It doesn’t happen every day at practice, but it happens often enough that Shea Panzik has come to expect it.
When the Manhasset field hockey team is perhaps acting too tense, or having a lackluster performance on the field, the team’s best player will morph into a Columbian-born singing superstar.
That’s right: Senior Lily Klumszko will channel her inner Shakira, and start shaking her hips and swaying to the beat.
“She does a great Shakira impression,” Panzik revealed with a laugh. “She sings “Hips Don’t Lie” and she does Shakira’s voice and her movements and the whole thing and it’s hilarious.
“She just makes practices and everything else so much fun.”
Klimuszko, who shares a hair color with Shakira but not much else, does her most important work on the field. The senior forward had a stellar 2021 season for the Indians, with 11 goals and four assists, and this fall has continued to excel.
She has tallied five goals and nine assists in 13 games, as Manhasset has rolled to a 12-1 record in search of a county and state title.
“She’s adjusted her game this year so well because we’ve asked her to be more of a facilitator,” said head coach Steve Sproul. “She’s just gotten better and better and she knows how to find her teammates in the right spots.”

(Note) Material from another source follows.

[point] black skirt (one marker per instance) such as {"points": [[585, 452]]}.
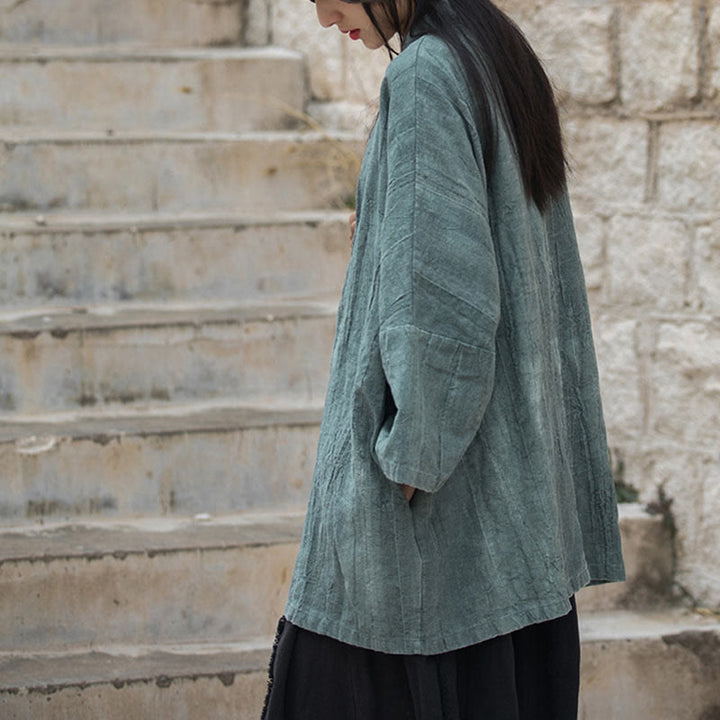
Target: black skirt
{"points": [[530, 674]]}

Klimuszko has been a starter for four seasons for Manhasset and stamped her name in school lore by scoring the winning goal in the county championship game as a sophomore in April 2021, the Indians’ first county crown in nine years.
For Klimuszko, this season has been special not just because Manhasset has been winning (they almost always have in field hockey) but because her new role in her final season has fit her so well.

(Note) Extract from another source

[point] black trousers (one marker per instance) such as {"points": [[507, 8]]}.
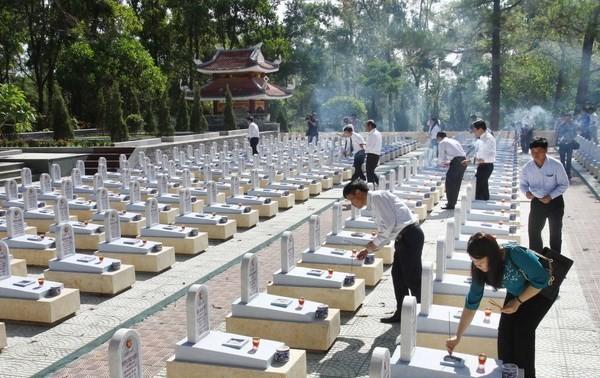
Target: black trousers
{"points": [[372, 161], [482, 187], [407, 266], [253, 144], [359, 159], [538, 213], [516, 332], [454, 177]]}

Klimuszko’s love of field hockey came early; her sister Maggie, older by six years, is a former Manhasset star who taught Lily the game.
“I was the kid tagging along asking everyone to play with me,” Lily said. “I just remember Maggie would always want me to help her practice, and she taught me so much of what I know now, and that helped me get good for my age when I was younger.”
For Klimuszko, what drives her is the desire to please, whether it’s teachers, friends or her parents, Louise and Peter.
“I don’t ever want to disappoint people; I just like making them proud,” she said. “Whatever I do, if I’m in the newspaper or I’ve done some accomplishments, what makes me feel good is making my parents proud.”
When Klimuszko started on varsity as a freshman, she said she was timid but was always asking the older players “what can I do better in that situation next time?”
Clearly, they taught her well, because now the Indians are cruising toward a likely Class B championship game rematch on Halloween with Garden City, who topped Manhasset last year.
The two teams have split two games this fall, including a Garden City shootout win on Oct. 19.